Did you know that a recent study found that one in five people found that they have an error on their credit report? This is a scary statistic because an error in your credit report can negatively affect your life in so many different ways.
It can prevent you from finding a house or apartment, or limit your loan options when you need to borrow money. However, the good news is that there are laws in place to protect your rights when it comes to credit reporting.
This comes in the form of the FCRA. But exactly what is the FCRA? And what rights does it protect? If you want to learn the answer to these questions and more, then you’re in the right place. In this article, we’ll cover everything you need to know about the FCRA and how to fix errors on your credit report. Let’s get started!
What Is the FCRA?
The FCRA is a federal law passed in 1970 that stands for Fair Credit Reporting Act. The law was put in place to regulatory agencies that are responsible for organizing and distributing information related to people’s credit reports.
Specifically, it was used to regulate three major credit reporting agencies:
However, the law also applies to any agencies that handle medical information, rental history, and check writing. As such, it also covers banks, credit unions, and businesses that use credit reports to hire their employees.
What Is a Credit Reporting Agency?
To properly understand the FCRA you need to know what credit reporting agencies are and their role in your credit report. As we mentioned before, credit reporting agencies are specific entities that handle information related to your credit report.
Specifically, these agencies collect, process and archive the financial information of more than 200 million Americans. If you have a credit card or pay bills, then a CRA likely has information processed about you. So where do they get this information?
A credit reporting agency has a variety of information suppliers. These suppliers can be businesses that extend credit toward you. Or, it can be public information, like court records and bankruptcy cases.
A credit reporting agency then processes this information and factors it into your credit report. As such, it has a major effect on your credit score.
So, while a CRA doesn’t decide whether or not you can get a loan, they do have the potential to influence the lender’s decision. As such, there are laws like the FCRA to regulate this power they have over consumers.
What Are Your Rights Under the FCRA?
So, exactly what are your rights that are protected under the Fair Credit Reporting Act? Well, first you have the right to access your credit report. As long as you have the proper identification, then you can request the report once a year.
After you make your request the CRA has fifteen days to provide you with a free copy. Next, you have the right to protected access to your credit information. Only authorized parties are allowed to examine your files.
This includes institutions like banks and insurance companies, as well as individuals like landlords and employers. The CRA in charge of your information is also required to provide accurate reporting.
If you notice an inaccuracy, then you must file a report. The credit reporting agency then has thirty days to review the inaccuracy. If the inaccuracy cannot be verified, then it must be removed. The FCRA also requires that agencies remove any outdated information.
Most negative information, aside from bankruptcies and criminal records, needs to be removed after seven years. Since these agencies often deal with medical bills they’re also obligated to keep your medical information private.
The same goes for private information like your personal account numbers. The law protects you from unsolicited credit offers. Under the FCRA you should be able to opt-out of them.
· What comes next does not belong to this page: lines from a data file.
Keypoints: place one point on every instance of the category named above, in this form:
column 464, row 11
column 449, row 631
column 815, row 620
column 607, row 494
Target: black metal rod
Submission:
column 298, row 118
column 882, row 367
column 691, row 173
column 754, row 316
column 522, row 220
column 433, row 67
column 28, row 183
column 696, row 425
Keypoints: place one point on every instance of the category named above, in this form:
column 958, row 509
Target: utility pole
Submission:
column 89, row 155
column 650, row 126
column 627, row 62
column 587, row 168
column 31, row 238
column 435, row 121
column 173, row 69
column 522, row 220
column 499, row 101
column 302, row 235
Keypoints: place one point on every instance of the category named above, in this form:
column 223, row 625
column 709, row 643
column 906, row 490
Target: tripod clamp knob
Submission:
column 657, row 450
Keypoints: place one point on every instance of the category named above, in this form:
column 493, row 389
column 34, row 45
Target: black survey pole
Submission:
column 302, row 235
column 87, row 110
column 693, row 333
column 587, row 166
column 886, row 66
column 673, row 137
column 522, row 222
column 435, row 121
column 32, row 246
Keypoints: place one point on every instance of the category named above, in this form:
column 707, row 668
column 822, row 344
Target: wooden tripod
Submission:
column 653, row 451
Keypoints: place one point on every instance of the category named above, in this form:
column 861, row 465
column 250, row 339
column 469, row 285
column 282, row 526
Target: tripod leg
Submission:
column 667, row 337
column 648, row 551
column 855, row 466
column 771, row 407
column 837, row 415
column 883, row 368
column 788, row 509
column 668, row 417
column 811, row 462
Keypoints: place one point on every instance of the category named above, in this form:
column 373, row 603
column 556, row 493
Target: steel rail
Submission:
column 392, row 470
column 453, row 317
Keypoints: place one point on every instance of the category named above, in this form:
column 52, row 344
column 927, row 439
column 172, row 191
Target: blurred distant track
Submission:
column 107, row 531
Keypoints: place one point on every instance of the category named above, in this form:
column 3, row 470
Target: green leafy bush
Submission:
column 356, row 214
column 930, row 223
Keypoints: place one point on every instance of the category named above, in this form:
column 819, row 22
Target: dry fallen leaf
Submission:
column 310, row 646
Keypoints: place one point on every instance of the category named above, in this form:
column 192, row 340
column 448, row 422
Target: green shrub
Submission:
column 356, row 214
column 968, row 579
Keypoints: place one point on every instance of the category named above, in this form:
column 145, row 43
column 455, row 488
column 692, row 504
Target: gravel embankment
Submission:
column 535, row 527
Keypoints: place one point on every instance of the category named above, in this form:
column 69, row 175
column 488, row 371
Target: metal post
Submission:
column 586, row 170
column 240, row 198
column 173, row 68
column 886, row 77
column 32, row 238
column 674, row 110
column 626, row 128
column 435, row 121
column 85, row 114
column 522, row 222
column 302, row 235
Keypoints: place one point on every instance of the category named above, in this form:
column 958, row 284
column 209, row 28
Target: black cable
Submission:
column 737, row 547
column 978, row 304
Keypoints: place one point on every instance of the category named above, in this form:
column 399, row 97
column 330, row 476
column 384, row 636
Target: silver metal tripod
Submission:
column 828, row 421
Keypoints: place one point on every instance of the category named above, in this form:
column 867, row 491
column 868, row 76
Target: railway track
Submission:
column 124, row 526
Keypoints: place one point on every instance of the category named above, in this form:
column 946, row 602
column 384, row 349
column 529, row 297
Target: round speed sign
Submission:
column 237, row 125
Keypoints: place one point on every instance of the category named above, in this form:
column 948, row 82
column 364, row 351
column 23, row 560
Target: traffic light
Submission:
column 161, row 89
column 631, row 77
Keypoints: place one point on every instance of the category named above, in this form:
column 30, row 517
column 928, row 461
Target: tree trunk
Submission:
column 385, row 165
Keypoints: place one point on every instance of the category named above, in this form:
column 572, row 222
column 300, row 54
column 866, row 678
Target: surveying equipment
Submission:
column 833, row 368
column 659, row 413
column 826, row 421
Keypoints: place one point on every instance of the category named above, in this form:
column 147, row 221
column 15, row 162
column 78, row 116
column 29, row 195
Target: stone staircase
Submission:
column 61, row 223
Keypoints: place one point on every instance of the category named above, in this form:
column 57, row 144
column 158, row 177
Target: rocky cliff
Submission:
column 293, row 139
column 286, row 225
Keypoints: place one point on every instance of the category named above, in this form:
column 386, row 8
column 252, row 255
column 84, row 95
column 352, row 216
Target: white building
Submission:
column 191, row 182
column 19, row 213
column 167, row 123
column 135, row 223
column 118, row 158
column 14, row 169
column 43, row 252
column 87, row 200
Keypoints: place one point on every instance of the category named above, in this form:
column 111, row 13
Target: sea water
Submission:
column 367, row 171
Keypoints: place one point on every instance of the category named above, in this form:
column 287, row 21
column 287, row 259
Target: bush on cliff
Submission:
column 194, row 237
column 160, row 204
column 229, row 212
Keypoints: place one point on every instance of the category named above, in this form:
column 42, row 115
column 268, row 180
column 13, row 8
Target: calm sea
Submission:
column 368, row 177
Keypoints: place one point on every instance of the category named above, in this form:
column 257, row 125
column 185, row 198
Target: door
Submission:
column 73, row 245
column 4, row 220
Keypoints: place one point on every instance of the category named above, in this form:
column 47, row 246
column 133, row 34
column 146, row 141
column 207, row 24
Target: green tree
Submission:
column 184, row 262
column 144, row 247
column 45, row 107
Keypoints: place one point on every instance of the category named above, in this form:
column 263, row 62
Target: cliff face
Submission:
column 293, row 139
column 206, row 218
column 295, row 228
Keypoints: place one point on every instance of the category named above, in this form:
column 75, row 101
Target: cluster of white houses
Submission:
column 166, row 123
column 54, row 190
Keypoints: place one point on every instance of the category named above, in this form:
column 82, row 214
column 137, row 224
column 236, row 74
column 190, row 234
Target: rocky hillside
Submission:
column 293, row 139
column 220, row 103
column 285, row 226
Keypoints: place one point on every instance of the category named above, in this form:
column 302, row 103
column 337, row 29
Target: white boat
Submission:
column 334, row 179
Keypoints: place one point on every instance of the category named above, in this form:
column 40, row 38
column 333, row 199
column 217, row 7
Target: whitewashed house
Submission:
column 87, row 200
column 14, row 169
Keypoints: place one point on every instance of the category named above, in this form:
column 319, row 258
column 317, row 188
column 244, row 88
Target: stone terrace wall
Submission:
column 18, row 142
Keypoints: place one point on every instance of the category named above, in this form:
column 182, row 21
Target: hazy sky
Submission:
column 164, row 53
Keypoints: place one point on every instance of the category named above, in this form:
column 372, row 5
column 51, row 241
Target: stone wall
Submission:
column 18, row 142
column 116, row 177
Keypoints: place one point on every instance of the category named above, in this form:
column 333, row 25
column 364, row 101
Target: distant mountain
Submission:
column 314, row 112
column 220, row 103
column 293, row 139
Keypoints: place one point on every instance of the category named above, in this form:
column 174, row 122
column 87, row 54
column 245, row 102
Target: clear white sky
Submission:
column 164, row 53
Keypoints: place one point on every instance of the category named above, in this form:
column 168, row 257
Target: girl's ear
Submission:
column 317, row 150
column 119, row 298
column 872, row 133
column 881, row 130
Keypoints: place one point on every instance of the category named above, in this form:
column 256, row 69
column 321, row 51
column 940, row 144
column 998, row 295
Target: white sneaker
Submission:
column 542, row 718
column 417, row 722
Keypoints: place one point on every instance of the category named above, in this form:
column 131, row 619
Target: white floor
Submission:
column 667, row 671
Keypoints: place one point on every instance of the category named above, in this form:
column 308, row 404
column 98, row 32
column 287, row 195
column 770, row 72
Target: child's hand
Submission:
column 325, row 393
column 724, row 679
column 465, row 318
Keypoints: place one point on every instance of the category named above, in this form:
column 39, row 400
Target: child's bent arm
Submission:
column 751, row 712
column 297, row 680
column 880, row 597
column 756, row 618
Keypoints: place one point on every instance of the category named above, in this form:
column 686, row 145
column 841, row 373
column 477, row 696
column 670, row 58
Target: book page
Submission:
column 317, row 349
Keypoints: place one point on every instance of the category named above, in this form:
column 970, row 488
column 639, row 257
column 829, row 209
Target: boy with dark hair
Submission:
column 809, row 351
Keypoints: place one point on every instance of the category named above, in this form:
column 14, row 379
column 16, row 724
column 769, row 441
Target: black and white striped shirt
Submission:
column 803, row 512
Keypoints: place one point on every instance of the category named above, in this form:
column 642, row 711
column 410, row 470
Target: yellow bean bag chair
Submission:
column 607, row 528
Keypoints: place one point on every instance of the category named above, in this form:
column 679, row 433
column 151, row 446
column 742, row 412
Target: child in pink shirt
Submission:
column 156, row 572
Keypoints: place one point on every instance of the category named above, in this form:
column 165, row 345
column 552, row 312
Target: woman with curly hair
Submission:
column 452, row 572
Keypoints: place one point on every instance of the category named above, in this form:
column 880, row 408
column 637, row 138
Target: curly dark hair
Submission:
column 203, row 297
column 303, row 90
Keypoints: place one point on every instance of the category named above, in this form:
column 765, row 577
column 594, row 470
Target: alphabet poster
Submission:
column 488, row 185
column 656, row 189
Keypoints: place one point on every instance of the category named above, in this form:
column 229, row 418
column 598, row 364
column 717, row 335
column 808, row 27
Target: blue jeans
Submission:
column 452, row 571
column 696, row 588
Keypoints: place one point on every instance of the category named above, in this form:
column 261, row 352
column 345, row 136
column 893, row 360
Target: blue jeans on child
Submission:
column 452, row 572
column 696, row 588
If a financial institution is going to submit the information that will negatively affect your credit score, then you also have the right to be notified. Finally, if any of these rights are violated, the FCRA states that you have the right to seek financial damages.
When Should You Seek Legal Help?
If you find inaccuracies on your credit report first, then your first course of action. However, if the credit agency disputes the inaccuracies, or completely ignores your application, then you can be left with limited loan options and high-interest rates.
Or, you may have gotten your identity stolen, then a CRA might not recognize that it wasn’t you making poor financial decisions. In these types of scenarios, you should begin considering a lawsuit.
It’s important to remember that you are fully within your legal rights to seek damages against agencies that violate the Fair Credit Reporting Act. If you’re curious about whether or not your case is valid, then you should consult with a litigation expert that specializes in credit reporting cases.
As you can see from the areas the law covers, there are a lot of sections covered by the law. As such, an expert can help you identify where you’ve been wronged and who to hold accountable. If you live in New York City and need a good option, then make sure to check out this link.
Want More Content? Keep Exploring
We hope this article helped you learn more about the FCRA and the protection it offers you as a customer. As you can see, credit agencies have a legal obligation to fulfill the protections laid out in this law.
As such, if you notice a mistake in your report and it’s not corrected, then you’re within your right to pursue legal action to recover any damages caused by the mistake.